The creation of MProt-DPO is also helping to advance Argonne’s broader AI for science and autonomous discovery initiatives. The tool’s use of multimodal data is central to the ongoing efforts to develop AuroraGPT, a foundation model designed to aid in autonomous scientific exploration across disciplines.
“Demonstrating that this approach delivers strong scientific results at extreme scales is an important step toward building more robust AI models,” Ramanathan said. “It also moves us closer to autonomous discovery, where AI can help streamline not only experiments but the entire scientific process.”
The team’s research was supported by the DOE Office of Science’s Advanced Scientific Computing Research program and the National Institutes of Health.

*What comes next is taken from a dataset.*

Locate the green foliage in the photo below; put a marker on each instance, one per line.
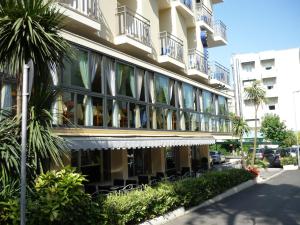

Additional team members include Argonne’s Kyle Hippe, Alexander Brace, Sam Foreman, Väinö Hatanpää, Varuni K. Sastry, Huiho Zheng, Logan Ward, Servesh Muralidharan, Archit Vasan, Bharat Kale, Carla M. Mann, Heng Ma, Murali Emani, Michael E. Papka, Ian Foster and Rick Stevens; Yun-Hsuan Cheng, Yuliana Zamora and Tom Gibbs from NVIDIA; Shengchao Liu from the University of California, Berkeley; Chaowei Xiao from the University of Wisconsin-Madison; Mahidhar Tatineni from the San Diego Supercomputing Center; Deepak Canchi, Jerome Mitchell, Koichi Yamad and Maria Garzaran from Intel; and Anima Anandkumar from the California Institute of Technology.